You cannot have a great sex life with a flaccid pubococcygeus (PC) muscle. It’s just not possible. You won’t be able to grasp his penis as tightly as you’d like when he’s inside you. You won’t have the ability to make your orgasm come on faster, longer, and stronger. Without exercising this critical muscle after childbirth, you will never regain sexual tone. (And do you think so many women would need adult diapers if they had a stronger PC?)
Do your Kegels. It’s critical to your sex life and just not that hard to do. Standing in line, driving, working out, reading a book, watching TV—Kegel time, any time. And yes, he needs to have a strong PC muscle too to sustain intercourse longer and have some control over his ejaculation.
The PC muscle is a hammock-like muscle that stretches from the pubic bone to the coccyx (tailbone) in both sexes. It forms the floor of your pelvic cavity. Locate your PC muscle by stopping and starting the flow of urine. After you have found the PC muscle, start with a short Kegel sequence, and then add a long Kegel sequence.
Short Kegel Sequence
Contract the muscle 20 times at approximately one squeeze per second. Exhale gently as you tighten only the muscles around your genitals (including the anus), but not the muscles in your buttocks. Don’t bear down when you release. Simply let go.
Do two sets of 20 twice a day. Gradually build up to two sets of 75 per day.
Long Kegel Sequence
Hold the muscle contractions for a count of three. Relax between contractions. Work up to holding for ten seconds, then relaxing for ten seconds. Again start with two sets of 20 and build up to two sets of 75.

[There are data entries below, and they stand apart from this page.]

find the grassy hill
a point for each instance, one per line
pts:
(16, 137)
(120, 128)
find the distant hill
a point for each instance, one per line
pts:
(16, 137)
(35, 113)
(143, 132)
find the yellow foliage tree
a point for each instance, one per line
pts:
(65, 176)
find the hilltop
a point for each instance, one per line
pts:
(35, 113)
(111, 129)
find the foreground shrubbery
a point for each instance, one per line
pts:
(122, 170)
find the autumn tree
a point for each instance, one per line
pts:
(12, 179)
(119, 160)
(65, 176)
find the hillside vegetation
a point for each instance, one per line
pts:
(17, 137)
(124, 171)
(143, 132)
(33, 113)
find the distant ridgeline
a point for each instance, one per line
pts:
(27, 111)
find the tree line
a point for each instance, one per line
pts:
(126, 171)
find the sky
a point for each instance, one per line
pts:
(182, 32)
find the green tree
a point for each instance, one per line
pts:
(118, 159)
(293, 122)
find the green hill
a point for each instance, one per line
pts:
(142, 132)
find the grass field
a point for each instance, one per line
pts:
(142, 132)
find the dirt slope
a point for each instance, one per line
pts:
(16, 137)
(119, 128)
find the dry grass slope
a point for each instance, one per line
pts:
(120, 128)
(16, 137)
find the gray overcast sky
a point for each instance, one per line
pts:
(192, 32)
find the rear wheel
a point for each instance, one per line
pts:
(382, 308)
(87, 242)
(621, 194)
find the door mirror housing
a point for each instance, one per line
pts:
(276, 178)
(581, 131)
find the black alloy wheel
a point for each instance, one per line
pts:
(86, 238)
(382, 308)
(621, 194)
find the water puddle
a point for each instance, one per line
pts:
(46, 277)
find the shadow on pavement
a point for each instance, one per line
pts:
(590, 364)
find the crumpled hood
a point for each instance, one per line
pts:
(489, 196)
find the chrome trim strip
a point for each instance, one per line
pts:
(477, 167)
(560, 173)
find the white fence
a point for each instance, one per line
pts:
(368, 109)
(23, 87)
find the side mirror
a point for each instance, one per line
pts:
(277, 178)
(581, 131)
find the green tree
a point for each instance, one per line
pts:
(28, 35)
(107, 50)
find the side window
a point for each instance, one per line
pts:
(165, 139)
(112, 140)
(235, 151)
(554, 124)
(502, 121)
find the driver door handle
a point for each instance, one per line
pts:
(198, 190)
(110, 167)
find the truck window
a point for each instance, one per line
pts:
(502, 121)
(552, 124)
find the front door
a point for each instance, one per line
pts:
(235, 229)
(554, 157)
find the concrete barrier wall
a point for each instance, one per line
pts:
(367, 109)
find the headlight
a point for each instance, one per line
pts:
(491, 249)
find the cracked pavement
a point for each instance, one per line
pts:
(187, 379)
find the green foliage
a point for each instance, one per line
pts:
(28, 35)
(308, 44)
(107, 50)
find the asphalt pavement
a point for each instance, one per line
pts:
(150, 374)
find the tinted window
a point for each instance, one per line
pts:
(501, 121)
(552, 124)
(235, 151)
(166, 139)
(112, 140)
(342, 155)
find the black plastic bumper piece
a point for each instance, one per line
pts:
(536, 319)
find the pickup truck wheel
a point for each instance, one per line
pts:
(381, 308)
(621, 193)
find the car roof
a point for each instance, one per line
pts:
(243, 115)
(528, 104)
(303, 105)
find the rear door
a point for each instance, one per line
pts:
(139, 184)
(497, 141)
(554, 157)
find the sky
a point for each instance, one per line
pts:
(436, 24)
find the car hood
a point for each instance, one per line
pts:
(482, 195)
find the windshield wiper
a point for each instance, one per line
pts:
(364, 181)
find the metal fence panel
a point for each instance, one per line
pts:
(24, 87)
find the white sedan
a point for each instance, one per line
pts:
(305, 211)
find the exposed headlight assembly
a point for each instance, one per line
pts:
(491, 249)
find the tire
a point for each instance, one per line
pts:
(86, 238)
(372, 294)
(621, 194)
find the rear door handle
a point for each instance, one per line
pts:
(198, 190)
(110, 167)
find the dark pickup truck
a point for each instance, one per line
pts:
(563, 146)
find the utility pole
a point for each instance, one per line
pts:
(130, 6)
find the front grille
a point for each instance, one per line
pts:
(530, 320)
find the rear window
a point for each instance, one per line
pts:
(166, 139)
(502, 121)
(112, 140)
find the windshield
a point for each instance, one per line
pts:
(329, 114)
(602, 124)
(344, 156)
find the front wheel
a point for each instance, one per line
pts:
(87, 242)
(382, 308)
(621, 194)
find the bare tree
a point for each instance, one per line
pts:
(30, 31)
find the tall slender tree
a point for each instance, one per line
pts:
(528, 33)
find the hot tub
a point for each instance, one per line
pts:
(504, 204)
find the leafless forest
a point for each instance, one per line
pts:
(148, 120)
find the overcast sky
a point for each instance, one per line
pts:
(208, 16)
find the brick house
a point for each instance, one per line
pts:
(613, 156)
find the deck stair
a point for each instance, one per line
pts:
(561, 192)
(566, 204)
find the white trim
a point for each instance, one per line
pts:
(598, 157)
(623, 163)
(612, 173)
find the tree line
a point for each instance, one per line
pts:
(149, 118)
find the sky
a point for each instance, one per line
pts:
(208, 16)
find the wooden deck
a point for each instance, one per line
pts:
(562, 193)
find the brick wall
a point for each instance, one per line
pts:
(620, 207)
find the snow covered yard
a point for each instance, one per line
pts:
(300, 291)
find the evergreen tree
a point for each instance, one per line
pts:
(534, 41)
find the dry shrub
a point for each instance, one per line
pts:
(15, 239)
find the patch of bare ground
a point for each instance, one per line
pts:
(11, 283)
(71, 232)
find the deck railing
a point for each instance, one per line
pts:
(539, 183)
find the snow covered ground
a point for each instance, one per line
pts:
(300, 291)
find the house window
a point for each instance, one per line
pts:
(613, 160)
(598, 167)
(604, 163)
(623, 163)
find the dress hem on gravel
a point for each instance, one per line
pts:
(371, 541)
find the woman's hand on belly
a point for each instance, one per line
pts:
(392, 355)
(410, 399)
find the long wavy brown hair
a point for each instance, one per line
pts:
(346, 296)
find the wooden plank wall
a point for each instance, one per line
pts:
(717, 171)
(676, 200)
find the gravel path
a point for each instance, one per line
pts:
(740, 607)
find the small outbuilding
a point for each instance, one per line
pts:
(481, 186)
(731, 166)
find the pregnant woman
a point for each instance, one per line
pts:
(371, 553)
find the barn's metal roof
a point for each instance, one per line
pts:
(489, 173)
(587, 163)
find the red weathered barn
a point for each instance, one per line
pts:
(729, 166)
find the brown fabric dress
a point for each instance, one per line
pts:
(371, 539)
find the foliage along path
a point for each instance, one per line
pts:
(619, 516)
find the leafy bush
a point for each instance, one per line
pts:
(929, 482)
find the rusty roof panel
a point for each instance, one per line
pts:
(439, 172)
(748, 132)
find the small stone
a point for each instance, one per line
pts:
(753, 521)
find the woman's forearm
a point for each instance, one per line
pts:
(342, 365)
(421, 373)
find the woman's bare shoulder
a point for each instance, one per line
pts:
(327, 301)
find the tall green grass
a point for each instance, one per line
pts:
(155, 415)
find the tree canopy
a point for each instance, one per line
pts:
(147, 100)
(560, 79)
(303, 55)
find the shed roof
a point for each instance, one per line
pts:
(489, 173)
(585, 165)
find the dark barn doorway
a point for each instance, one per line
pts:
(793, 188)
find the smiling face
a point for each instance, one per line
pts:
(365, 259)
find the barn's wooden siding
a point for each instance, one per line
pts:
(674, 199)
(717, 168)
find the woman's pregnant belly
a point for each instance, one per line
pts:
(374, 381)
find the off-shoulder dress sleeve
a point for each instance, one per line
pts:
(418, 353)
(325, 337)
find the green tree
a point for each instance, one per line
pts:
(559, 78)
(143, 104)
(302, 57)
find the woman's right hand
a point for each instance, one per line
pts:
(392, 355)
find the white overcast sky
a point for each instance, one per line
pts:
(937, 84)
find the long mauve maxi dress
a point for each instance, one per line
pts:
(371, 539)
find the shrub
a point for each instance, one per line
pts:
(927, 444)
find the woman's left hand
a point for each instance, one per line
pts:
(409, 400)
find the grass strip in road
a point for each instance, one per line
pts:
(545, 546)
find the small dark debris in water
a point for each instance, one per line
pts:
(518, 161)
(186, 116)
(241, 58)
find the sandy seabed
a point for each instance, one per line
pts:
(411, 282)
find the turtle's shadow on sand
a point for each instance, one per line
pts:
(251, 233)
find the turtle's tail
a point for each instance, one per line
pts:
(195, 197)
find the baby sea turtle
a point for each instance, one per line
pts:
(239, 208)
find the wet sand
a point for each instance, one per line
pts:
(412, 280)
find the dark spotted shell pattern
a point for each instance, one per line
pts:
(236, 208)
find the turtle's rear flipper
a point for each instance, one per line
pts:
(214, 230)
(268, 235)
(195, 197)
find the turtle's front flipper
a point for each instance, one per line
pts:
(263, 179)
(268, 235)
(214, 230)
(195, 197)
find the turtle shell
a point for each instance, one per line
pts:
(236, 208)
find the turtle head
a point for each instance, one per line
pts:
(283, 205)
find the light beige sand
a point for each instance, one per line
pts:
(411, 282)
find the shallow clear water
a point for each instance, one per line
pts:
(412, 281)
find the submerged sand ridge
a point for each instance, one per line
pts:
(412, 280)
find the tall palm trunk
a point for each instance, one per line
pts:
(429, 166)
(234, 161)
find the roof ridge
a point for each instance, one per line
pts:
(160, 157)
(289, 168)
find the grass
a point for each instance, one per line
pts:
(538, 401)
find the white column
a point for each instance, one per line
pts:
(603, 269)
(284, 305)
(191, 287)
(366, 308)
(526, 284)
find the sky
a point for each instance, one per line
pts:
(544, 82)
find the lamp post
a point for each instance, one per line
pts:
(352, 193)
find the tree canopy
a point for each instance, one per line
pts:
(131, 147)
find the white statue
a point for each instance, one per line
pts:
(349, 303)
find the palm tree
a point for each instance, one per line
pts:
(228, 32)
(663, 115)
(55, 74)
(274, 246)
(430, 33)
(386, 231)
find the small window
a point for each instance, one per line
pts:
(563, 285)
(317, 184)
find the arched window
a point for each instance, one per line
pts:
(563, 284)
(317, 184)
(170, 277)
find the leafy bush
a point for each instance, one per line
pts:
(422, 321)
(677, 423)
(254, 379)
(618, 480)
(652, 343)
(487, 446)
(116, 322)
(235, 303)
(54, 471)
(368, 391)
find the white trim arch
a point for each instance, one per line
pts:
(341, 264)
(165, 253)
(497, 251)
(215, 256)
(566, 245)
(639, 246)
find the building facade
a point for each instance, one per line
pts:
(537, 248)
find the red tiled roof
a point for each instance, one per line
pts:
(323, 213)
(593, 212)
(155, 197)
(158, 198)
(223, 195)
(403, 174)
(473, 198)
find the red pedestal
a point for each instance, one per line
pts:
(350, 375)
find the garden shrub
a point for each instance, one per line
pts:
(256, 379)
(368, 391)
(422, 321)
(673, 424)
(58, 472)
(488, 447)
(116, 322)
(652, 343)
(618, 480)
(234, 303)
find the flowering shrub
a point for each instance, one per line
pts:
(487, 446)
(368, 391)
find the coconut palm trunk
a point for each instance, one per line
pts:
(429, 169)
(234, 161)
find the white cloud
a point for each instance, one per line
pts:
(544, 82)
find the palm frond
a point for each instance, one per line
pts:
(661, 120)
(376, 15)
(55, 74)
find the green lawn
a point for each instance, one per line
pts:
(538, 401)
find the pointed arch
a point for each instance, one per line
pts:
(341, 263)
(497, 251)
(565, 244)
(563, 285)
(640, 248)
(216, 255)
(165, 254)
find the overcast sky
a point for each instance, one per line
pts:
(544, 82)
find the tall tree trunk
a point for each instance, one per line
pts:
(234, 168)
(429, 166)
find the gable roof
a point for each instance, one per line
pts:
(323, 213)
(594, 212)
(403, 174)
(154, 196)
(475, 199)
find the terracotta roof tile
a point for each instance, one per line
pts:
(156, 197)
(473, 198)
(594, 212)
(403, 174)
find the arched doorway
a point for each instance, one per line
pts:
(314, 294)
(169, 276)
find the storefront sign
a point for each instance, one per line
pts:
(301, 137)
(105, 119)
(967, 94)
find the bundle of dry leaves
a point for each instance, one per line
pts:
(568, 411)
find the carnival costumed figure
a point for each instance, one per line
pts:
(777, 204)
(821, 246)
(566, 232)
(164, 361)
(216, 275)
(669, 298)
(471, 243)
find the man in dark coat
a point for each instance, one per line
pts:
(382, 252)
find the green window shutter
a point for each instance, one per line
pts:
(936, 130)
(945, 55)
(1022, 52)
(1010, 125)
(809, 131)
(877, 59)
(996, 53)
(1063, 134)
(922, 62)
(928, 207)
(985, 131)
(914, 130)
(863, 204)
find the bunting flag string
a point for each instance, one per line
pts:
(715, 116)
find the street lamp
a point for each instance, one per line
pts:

Once you are doing 300 contractions a day of the combined short and long sequences, you will be ready to add the push-out.
The Push-Out
After releasing the contraction, push down and out gently, as if you were having a bowel movement with your PC muscle. I said gently. It’s a slow release of that muscle, with some light pressure exerted while pushing down (out).
Once you’ve mastered the push-out, create Kegel sequences that combine long and short repetitions with push-outs. After six weeks of daily sets of 300, you should have a well-developed PC muscle and can keep it that way by doing sets of 150 several times a week.